# Super Secret Mystery Lens



## DennyCrane (Oct 26, 2009)

While going through my great aunt & uncles belongings to get things ready for an estate sale, there was a bunch of old camera gear and this lens stuck out like a sore thumb. It's a "Universar Telephoto" 500mm f/8 No. H8 1711. 
It's a big sucker.... 19"-20". Heavy, too. Other than the lens caps, it's all steel and glass. If anyone can give me any insight into this lens, the company Universar, or any remote value, it'd be much appreciated. Thanks!


----------



## compur (Oct 26, 2009)

"Universar" is one of many names that these telephoto lenses of 400-500mm 
focal length were sold under in the USA in the 1970s-80s by retailers like 
Spiratone and Cambron and others.  There were many other brand names 
used as well. Who exactly made them is a bit of a mystery but the list of
usual suspects includes the major Japanese lens makers of that era including
Komine, Tokyo Trading, Cosina, Asanuma, Tamron and others.

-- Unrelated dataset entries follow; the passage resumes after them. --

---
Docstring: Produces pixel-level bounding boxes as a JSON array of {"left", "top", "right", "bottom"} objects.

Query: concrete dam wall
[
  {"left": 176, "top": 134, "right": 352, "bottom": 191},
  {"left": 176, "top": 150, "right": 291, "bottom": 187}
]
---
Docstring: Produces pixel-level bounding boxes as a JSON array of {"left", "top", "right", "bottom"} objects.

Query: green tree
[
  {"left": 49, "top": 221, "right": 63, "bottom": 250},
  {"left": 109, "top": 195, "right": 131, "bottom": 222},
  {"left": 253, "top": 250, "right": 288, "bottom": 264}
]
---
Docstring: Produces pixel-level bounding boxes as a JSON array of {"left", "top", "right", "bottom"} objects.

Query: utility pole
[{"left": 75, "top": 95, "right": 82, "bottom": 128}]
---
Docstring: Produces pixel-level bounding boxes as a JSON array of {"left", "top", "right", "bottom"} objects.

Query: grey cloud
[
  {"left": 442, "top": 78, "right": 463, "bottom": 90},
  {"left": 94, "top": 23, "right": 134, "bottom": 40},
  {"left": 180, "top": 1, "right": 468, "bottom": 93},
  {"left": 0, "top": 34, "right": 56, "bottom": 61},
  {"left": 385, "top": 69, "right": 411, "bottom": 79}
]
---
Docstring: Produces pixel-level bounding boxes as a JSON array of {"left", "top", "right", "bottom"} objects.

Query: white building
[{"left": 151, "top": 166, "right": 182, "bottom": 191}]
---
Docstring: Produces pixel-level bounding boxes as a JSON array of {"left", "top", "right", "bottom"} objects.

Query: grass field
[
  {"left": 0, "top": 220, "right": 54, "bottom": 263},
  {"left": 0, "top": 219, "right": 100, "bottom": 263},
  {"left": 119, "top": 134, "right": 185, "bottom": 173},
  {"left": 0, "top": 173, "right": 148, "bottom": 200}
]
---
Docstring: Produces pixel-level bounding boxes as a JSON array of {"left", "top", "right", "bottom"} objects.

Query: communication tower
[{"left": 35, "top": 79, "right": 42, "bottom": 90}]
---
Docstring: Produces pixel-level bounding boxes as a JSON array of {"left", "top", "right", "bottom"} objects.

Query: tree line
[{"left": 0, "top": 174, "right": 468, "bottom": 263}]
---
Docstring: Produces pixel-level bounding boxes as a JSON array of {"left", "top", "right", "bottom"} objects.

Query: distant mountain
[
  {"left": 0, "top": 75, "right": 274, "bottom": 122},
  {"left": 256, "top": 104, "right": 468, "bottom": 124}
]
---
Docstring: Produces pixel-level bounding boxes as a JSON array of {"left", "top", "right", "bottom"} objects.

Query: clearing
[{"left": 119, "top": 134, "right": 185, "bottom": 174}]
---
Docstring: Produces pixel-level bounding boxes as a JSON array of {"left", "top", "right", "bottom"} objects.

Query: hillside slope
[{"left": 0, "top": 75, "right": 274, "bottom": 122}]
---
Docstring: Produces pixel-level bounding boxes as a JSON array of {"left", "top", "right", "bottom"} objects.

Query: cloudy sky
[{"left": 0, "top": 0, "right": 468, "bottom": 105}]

They usually had simple construction but are regarded as producing pretty 
decent results and being a good "bang for the buck" telephoto.

If in good condition they seem to sell for around $25-$50 these days.

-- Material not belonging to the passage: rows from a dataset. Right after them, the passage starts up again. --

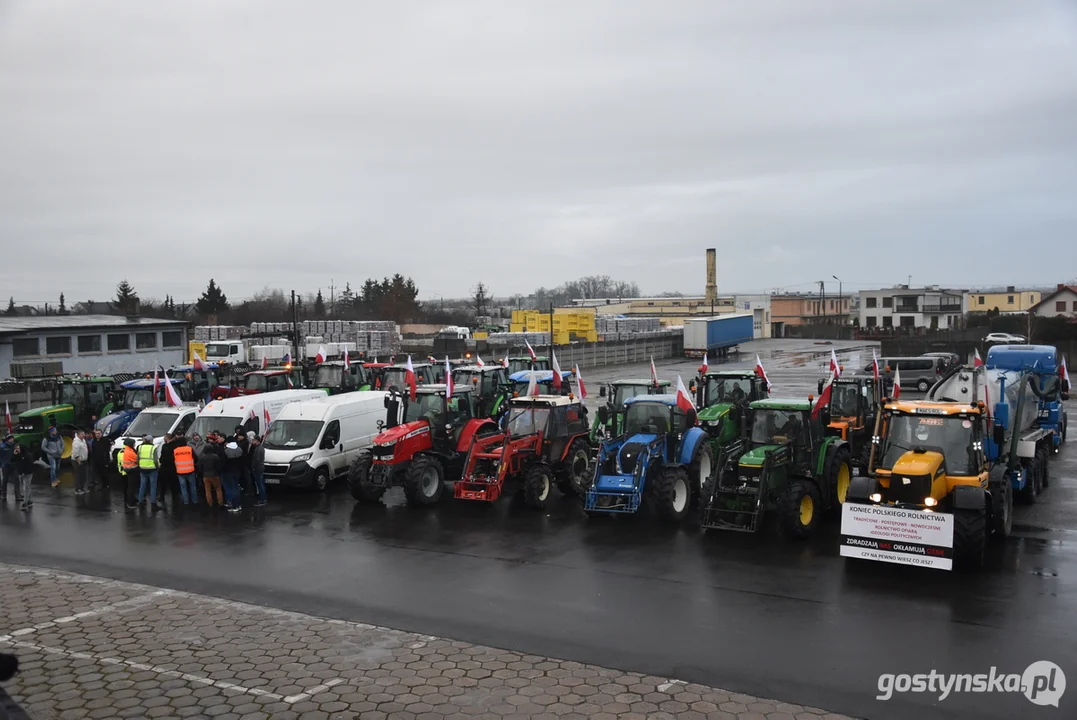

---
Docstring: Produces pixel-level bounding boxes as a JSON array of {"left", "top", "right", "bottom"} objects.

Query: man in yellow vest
[{"left": 137, "top": 435, "right": 160, "bottom": 510}]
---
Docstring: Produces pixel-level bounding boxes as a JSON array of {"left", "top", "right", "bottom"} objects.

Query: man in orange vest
[{"left": 172, "top": 435, "right": 198, "bottom": 505}]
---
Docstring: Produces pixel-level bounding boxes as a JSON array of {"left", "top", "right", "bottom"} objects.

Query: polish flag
[
  {"left": 755, "top": 355, "right": 773, "bottom": 393},
  {"left": 445, "top": 355, "right": 457, "bottom": 400},
  {"left": 676, "top": 376, "right": 696, "bottom": 412},
  {"left": 576, "top": 365, "right": 587, "bottom": 400},
  {"left": 404, "top": 355, "right": 419, "bottom": 400},
  {"left": 549, "top": 351, "right": 561, "bottom": 395},
  {"left": 165, "top": 378, "right": 183, "bottom": 408},
  {"left": 811, "top": 370, "right": 838, "bottom": 419}
]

From your description your lens seems more robust then most of them
so it could be worth a bit more.


----------



## Battou (Oct 26, 2009)

Show me the mount with out the rear cap please.


----------



## Derrel (Oct 26, 2009)

The chrome ring with the milled grooves at the rear end of the lens shows the recessed tensioning screws characteristic of a T-mount lens. Looking at the lens cap at the rear, it looks pretty shallow, so my guess is this lens is currently wearing an M42 thread mount--but with two minutes and a small screwdriver, one could convert it to Canon EF mount, or Nikon F, or Pentax K, etc. Since the lens uses a pre-set diaphragm, there's no need for any type of brand-specific diaphragm actuator at the mount area.

More recently-manufactured lenses like this are still being made, albeit with slightly different construction techniques, like the newer style of tripod collar that allows rotating the camera from horizontal to vertical. And les steel,and more aluminum and polycarbonate--that fluted,metal focusing ring on the old lens would cost a lot to manufacture today, so now it's just wrapped in textured rubber, which is a LOT cheaper than milling grooves into a cast piece of metal.


----------



## DennyCrane (Oct 26, 2009)

Battou said:


> Show me the mount with out the rear cap please.

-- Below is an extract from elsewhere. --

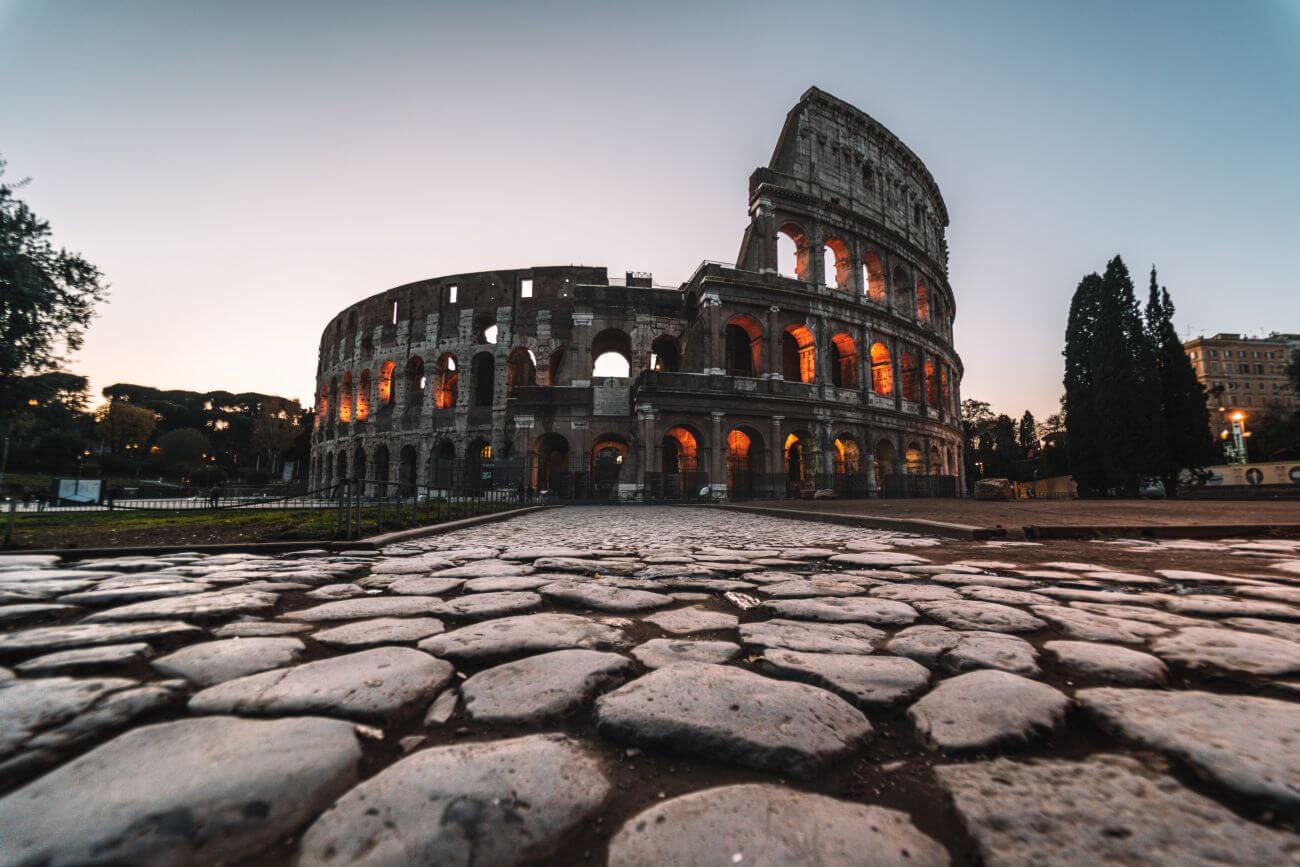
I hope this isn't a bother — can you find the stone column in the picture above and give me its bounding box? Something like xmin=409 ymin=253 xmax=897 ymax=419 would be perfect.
xmin=703 ymin=292 xmax=727 ymax=374
xmin=763 ymin=304 xmax=785 ymax=380
xmin=709 ymin=409 xmax=727 ymax=494
xmin=569 ymin=313 xmax=594 ymax=389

This appears to be an aluminum adapter of some sort... smaller in diameter than an EF... I didn't have any hopes there, I'm guessing this hasn't seen the light of day since the 1970s or earlier.


----------



## Battou (Oct 26, 2009)

Take the adapter off, I'm guessing that Derrel is correct on the M-42 accessment but, I want to double check.

The adapter it self almost looks to be a Nikon F mount but I could be wrong, I'll have to double check my lenses, I know I've seen that layout before.


----------



## DennyCrane (Oct 27, 2009)

I'll find my Teensy Screwdriver Set and get that later after work today.

Thanks, all, for the feedback so far.


----------



## Mike_E (Oct 27, 2009)

Did you try fitting the lens to a camera?  might help.


----------



## DennyCrane (Oct 27, 2009)

Mike_E said:


> Did you try fitting the lens to a camera?  might help.


All I know is it's not an EF mount. In fact, I'm pretty sure it predates the EF mount by a good 20 years.


----------